Definition of the bijection of graphs

  Definition rel_on_nat (R : relation A) i j :=
    match Dom[i] with
    | None => False
    | Some a =>
      match Dom[j] with
      | None => False
      | Some b => R a b
      end
    end.

  Definition rel_on_dom (S : relation nat) a b :=
    match find_first (eq a) (eq_dec a) Dom with
    | None => False
    | Some p =>
      match find_first (eq b) (eq_dec b) Dom with
      | None => False
      | Some q => S p q
      end
    end.

Basic properties

  Section basic_props.

    Variables (R : relation A) (S : relation nat).

    Lemma rel_on_nat_intro i j a b :
      Dom[i] = Some a -> Dom[j] = Some b -> R a b -> rel_on_nat R i j.

    Lemma rel_on_dom_intro i j a b :
      find_first (eq a) (eq_dec a) Dom = Some i ->
      find_first (eq b) (eq_dec b) Dom = Some j -> S i j -> rel_on_dom S a b.

    Lemma rel_on_nat_elim a b : rel_on_nat R a b ->
      exists x, exists y, R x y /\ Dom [a] = Some x /\ Dom [b] = Some y.

    Lemma rel_on_nat_is_restricted :
      is_restricted (rel_on_nat R) (nats_decr_lt (length Dom)).

    Lemma rel_on_dom_elim x y : rel_on_dom S x y ->
      exists a, exists b, S a b /\ Dom [a] = Some x /\ Dom [b] = Some y.


    Lemma rel_on_dom_elim2 x y : rel_on_dom S x y ->
      exists a, exists b, S a b
                          /\ find_first (eq x) (eq_dec x) Dom = Some a
                          /\ find_first (eq y) (eq_dec y) Dom = Some b.


    Variable Rdec : forall x y, {R x y}+{~R x y}.

    Lemma rel_on_nat_dec x y : {rel_on_nat R x y}+{~rel_on_nat R x y}.

  End basic_props.


Bijection

  Section bijection.

    Variables (R : relation A) (restriction : is_restricted R Dom).

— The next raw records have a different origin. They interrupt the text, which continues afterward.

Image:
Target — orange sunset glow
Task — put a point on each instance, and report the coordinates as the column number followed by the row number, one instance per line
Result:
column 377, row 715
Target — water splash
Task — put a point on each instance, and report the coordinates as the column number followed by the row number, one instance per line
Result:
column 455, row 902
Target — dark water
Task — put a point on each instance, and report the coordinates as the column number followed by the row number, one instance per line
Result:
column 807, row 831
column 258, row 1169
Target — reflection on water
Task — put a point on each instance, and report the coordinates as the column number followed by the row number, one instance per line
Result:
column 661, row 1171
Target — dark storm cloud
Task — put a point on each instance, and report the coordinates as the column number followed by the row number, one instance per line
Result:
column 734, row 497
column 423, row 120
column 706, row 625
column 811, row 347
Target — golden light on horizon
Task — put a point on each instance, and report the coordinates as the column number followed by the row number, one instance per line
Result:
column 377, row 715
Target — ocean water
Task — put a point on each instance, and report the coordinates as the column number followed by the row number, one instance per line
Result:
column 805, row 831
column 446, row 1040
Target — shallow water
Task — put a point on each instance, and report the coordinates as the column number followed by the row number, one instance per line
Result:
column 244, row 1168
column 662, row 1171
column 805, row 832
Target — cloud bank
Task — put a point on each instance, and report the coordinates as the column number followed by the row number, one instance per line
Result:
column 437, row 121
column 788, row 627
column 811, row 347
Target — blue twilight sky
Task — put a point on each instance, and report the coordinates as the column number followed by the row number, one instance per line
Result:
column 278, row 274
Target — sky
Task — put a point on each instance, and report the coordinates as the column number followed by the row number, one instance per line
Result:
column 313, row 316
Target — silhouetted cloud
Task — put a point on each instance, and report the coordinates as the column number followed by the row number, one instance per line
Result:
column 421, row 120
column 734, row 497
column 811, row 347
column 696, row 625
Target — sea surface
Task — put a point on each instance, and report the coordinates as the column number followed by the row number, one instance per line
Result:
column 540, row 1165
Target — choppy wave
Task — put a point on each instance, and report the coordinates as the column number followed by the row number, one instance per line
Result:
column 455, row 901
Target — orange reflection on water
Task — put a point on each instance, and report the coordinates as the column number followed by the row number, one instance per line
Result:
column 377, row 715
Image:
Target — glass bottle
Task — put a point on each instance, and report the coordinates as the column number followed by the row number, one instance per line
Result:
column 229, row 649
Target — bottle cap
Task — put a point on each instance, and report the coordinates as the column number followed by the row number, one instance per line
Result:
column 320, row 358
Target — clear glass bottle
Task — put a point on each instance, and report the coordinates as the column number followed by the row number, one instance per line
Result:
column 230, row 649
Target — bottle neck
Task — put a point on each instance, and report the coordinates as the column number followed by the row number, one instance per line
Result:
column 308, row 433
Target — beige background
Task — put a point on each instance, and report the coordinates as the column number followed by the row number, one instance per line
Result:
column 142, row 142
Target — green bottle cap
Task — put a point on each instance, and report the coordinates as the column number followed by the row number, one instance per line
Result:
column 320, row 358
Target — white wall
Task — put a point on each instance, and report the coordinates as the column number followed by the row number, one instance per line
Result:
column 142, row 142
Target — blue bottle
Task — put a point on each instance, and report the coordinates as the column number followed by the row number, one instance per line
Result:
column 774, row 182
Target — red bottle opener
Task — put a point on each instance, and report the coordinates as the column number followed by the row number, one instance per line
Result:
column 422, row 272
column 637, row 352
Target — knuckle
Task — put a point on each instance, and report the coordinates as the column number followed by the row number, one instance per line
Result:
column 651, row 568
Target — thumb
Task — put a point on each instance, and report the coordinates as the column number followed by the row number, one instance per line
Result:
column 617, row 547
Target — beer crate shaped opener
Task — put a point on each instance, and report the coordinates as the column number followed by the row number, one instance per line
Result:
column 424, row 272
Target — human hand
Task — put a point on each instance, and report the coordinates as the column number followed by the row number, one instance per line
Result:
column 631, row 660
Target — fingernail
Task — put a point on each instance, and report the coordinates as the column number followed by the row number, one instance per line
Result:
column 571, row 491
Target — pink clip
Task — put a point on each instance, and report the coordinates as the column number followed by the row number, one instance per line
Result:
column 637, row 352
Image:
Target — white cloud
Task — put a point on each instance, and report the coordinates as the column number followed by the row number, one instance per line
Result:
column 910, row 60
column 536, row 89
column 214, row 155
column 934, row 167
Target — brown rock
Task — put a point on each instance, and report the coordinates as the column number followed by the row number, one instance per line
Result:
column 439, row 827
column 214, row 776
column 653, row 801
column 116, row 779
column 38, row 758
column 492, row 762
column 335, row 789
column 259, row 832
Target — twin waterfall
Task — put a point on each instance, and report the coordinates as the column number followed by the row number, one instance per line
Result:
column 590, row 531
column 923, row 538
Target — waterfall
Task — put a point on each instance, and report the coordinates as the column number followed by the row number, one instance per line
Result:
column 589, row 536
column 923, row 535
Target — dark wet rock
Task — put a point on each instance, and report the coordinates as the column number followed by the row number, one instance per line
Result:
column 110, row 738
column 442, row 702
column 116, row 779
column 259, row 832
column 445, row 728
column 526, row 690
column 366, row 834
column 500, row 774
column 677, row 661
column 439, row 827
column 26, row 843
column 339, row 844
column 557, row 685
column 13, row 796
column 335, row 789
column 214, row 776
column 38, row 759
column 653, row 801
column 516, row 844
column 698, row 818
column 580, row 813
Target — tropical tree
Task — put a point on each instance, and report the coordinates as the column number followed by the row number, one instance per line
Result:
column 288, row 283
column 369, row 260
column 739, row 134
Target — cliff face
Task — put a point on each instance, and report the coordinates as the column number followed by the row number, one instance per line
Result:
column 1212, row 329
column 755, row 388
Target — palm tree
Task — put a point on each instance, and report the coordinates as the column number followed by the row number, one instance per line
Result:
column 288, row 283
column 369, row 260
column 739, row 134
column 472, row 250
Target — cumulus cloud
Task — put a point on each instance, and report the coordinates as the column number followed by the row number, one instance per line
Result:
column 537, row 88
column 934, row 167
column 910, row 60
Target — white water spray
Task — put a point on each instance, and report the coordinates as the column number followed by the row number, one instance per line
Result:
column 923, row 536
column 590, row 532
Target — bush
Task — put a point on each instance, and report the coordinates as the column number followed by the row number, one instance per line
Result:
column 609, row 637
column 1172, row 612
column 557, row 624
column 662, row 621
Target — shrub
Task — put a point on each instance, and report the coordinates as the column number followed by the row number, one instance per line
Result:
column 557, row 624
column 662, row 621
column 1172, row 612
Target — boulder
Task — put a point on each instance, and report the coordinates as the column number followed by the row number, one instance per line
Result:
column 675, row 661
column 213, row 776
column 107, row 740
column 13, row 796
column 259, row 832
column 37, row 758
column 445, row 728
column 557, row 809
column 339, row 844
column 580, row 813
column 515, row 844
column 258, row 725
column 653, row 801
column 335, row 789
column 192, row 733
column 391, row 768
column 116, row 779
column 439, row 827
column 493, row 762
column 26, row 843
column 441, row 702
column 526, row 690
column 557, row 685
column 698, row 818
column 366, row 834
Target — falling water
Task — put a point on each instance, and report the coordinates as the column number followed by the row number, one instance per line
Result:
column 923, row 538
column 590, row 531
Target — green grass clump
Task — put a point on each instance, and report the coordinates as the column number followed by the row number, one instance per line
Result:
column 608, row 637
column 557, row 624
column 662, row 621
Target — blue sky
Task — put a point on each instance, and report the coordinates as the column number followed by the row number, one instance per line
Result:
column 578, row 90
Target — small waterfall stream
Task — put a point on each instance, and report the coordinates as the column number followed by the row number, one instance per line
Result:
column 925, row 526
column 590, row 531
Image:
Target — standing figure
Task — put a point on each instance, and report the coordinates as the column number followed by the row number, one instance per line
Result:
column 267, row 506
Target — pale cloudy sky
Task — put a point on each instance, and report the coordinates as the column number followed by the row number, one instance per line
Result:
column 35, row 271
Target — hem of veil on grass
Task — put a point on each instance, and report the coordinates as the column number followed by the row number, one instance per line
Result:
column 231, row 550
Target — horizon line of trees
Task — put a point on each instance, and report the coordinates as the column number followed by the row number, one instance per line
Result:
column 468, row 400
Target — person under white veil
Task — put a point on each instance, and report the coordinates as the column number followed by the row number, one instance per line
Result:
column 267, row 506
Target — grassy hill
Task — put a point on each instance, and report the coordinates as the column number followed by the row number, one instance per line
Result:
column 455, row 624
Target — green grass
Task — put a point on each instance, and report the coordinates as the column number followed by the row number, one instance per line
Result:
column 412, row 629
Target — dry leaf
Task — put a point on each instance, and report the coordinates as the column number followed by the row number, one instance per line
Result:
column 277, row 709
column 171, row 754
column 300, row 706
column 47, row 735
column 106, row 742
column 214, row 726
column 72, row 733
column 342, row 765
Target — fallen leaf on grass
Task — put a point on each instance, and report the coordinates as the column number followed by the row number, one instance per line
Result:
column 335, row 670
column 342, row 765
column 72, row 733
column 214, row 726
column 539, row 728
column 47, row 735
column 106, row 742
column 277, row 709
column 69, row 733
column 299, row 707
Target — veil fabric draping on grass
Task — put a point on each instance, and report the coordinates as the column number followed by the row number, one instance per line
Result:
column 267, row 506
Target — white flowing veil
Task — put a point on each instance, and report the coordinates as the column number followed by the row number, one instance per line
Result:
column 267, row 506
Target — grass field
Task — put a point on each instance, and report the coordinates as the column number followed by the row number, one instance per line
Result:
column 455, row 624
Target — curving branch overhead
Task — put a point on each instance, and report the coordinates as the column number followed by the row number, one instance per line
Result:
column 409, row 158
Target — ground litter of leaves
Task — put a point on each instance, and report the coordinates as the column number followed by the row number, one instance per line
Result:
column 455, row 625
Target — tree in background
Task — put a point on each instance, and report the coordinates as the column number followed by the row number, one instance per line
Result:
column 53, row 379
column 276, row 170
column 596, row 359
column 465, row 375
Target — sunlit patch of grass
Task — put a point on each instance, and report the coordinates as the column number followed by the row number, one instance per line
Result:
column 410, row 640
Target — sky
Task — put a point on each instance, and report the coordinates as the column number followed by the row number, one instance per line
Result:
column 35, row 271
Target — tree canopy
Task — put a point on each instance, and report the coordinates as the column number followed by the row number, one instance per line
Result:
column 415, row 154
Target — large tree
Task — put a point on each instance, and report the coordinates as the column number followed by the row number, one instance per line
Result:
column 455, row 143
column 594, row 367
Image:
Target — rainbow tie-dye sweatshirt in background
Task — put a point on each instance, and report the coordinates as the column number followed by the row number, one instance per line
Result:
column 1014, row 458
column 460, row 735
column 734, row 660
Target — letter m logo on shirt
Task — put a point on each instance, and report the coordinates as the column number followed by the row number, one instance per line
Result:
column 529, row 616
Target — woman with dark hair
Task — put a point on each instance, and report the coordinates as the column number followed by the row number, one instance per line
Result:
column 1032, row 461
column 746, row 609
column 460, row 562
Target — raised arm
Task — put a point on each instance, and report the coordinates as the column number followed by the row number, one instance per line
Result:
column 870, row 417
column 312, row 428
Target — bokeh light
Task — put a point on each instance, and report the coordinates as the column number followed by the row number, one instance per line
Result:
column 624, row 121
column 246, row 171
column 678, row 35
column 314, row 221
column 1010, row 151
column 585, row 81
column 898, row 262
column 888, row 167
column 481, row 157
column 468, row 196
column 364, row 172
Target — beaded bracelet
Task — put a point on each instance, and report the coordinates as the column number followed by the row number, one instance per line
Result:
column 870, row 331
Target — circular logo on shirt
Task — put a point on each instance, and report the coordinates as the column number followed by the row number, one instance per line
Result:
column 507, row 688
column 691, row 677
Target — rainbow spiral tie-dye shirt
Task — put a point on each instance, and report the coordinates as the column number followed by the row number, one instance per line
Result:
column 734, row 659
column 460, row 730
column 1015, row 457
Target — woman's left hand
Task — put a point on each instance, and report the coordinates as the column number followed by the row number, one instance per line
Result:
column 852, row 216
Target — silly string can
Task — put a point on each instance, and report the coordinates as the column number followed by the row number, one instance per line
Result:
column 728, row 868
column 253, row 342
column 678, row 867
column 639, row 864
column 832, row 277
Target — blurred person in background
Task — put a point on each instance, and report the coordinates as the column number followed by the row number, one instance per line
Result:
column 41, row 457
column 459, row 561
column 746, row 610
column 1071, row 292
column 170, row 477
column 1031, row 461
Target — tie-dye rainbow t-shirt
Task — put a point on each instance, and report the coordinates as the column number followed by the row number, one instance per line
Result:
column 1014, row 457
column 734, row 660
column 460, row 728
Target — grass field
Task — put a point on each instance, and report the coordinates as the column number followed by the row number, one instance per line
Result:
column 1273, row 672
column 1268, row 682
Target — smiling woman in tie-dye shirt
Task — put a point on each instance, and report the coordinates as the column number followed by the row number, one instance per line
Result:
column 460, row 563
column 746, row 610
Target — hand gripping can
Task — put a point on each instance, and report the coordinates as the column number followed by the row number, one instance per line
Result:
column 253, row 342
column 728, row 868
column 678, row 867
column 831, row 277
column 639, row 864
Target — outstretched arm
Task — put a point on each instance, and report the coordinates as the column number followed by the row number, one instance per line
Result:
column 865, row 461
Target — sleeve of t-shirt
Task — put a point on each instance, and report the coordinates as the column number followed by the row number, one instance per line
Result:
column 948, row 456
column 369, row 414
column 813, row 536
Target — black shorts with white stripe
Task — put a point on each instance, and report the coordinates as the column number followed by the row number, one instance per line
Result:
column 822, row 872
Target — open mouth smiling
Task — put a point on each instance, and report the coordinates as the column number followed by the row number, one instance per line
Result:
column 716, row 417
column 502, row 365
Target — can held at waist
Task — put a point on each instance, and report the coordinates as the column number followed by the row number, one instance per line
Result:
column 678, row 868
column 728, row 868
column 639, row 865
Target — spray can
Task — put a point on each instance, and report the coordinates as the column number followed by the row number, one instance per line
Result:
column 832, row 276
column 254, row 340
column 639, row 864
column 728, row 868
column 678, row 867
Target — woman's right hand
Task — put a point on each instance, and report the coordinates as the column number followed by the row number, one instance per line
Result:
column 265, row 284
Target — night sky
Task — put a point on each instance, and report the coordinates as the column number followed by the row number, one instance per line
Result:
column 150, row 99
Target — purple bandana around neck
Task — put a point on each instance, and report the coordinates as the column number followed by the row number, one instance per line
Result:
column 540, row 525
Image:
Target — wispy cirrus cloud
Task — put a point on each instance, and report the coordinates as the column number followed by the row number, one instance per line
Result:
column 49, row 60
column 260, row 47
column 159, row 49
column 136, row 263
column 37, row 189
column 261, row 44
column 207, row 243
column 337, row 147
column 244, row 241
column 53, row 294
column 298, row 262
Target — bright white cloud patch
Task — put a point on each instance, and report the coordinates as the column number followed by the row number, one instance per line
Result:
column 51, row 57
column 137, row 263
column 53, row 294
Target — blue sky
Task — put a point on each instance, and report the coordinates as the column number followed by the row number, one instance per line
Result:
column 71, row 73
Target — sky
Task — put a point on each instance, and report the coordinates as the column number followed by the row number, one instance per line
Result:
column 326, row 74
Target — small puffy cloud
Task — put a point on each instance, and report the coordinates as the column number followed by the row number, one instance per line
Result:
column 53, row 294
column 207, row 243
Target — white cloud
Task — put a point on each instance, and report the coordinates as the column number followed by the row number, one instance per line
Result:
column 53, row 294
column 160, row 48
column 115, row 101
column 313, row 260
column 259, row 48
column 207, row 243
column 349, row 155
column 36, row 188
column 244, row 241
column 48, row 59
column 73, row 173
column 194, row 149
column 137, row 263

    Lemma dom_change x y : rel_on_dom (rel_on_nat R) x y <-> R x y.

  End bijection.

composition is mapped to composition

  Section compose.

    Variables (R S : relation nat)
              (restriction : is_restricted R (nats_decr_lt (length Dom)))
              (restriction' : is_restricted S (nats_decr_lt (length Dom)))
              (Dom_nodup : nodup Dom).

    Lemma dom_change_compose x y:
      rel_on_dom (R @ S) x y <-> (rel_on_dom R @ rel_on_dom S) x y.

  End compose.

iteration mapped to iteration

  Section iter.

    Variables (R : relation A) (restriction : is_restricted R Dom)
              (Dom_nodup : nodup Dom).

    Lemma iter_preserve_restriction n : is_restricted (iter R n) Dom.

    Lemma dom_change_iter : forall n x y,
        rel_on_dom (iter (rel_on_nat R) n) x y <-> iter R n x y.

    Lemma dom_change_tc x y : rel_on_dom (rel_on_nat R !) x y <-> R! x y.

  End iter.

intersection mapped to intersection

  Section intersection.

    Variables R S : relation nat.

    Lemma dom_change_inter x y : rel_on_dom (intersection R S) x y
      <-> rel_on_dom R x y /\ rel_on_dom S x y.

  End intersection.

transposition mapped to transposition

  Section transpose.

    Variable R : relation nat.

    Lemma dom_change_transp x y :
      rel_on_dom (transp R) x y <-> transp (rel_on_dom R) x y.

  End transpose.

SCC mapped to SCC

  Section domSCC.

    Variables (R : relation A) (restriction : is_restricted R Dom)
              (Dom_nodup : nodup Dom).

    Lemma dom_change_SCC x y :
      rel_on_dom (SCC (rel_on_nat R)) x y <-> SCC R x y.

  End domSCC.

End S.